Small girl wearing a face mask sits on an exam table surrounded by toys and a bottle of juice. She is waiting to receive a test vaccine for COVID-19.

Three-year-old Astrid Pearson waits to receive her first dose of the Pfizer-BioNTech COVID-19 vaccine at Emory Vaccine Research Center in Atlanta. 

Pearson says she has heard the reports younger children typically don't get very sick, if they get ill at all, with COVID-19 infections.

She knows some parents question whether vaccinating children is even necessary.

"We, actually, unfortunately, have a couple of friends whose child has gotten sick, and they've gotten quite sick," Pearson says. "So, I would like to save my child that discomfort."
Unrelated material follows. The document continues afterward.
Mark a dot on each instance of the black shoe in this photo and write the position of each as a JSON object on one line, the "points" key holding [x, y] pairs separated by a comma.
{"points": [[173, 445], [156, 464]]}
Little girl lies on an exam table playing on a cellphone. She has just received a shot.

Three-year-old Astrid Pearson of Atlanta plays on her mom's cellphone after receiving a shot at the Emory Vaccine Research Center in Atlanta.

As part of the study, she is keeping an electronic diary of Astrid's symptoms after each dose of the test vaccine.

"Last night I filled out that her arm had a little bit of swelling and that she had a little soreness," Pearson says.  "Today, I will mention the fatigue and probably leave another note about how she didn't sleep last night, because I suspect she might be a little achy."

A day after her first dose, Pearson’s daughter is back in her daycare pod, although her mom says she does seem sleeping.

She is also really taken with the bandage she was given after her blood draw.

"She was showing it off all day yesterday," Pearson says.  "She refused to take it off.  She said, 'I got a special bandage, because I got a special shot.’"

The Pearsons will not know for 6 months whether Astrid is in the group that received the test vaccine or the placebo.

Mother and daughter, both wearing face masks, pose for a selfie.

Three-year-old Astrid Pearson poses with her mother Dre Pearson in Atlanta.

She will receive her second dose in three weeks. 

All of the participants will have the opportunity to receive the vaccine during the trial, which will run for two years.